En d’autres termes, l’IA accélère la demande de travaux consultatifs à haute valeur au moment exact où elle risque de vider les fondements techniques nécessaires pour les réaliser. Et le marché reflète ce changement. Le marché mondial des services de conseil en comptabilité financière devrait croître de 101,62 milliards de dollars en 2024 à 165,15 milliards de dollars d’ici 2034. L’opportunité de croissance future est claire : elle se trouve dans les services consultatifs, et non dans la conformité. Mais avec les premiers dépendant des seconds, comment les cabinets peuvent-ils combler cet écart ? La réponse se trouve dans la façon dont l’IA redéfinit l’expertise elle-même.

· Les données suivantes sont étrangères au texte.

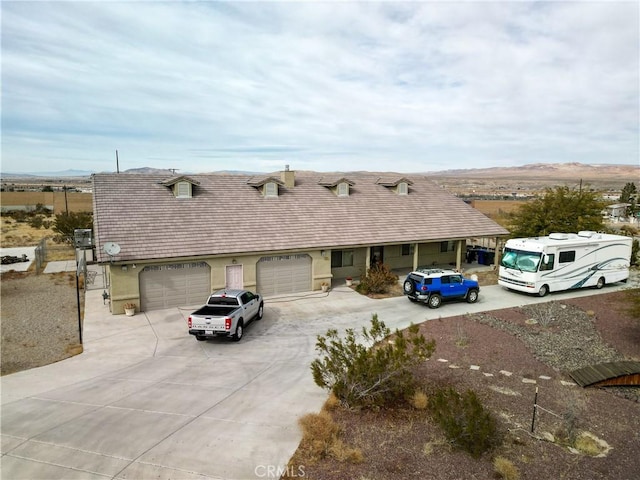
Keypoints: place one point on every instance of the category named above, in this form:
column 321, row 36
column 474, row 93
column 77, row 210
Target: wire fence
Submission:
column 40, row 255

Le problème de l’érosion de l’expertise

Lorsqu’un comptable passe 20 heures à préparer manuellement une déclaration de taxes d’une société, il développe une compréhension intuitive de l’entreprise de ce client. Il remarque quand les dépenses de recherche et développement augmentent de manière inattendue. Il signale quand la paie ne correspond pas à la trajectoire de croissance. Il construit une reconnaissance de modèles qui devient une perspicacité consultative.

L’automatisation rationalise une grande partie de cela. 95% des comptables disent que la technologie a aidé à réduire le temps passé sur les tâches de conformité. Mais la vérité inconfortable est la suivante : leurs collaborateurs n’ont plus besoin de connaître les détails sur les clients qu’ils connaissaient auparavant. Ils n’ont pas la capacité d’aller aussi loin dans certains domaines. Et le défi est : comment développer des compétences consultatives lorsque les gens n’ont pas passé des années à apprendre l’entreprise à travers les travaux de conformité ?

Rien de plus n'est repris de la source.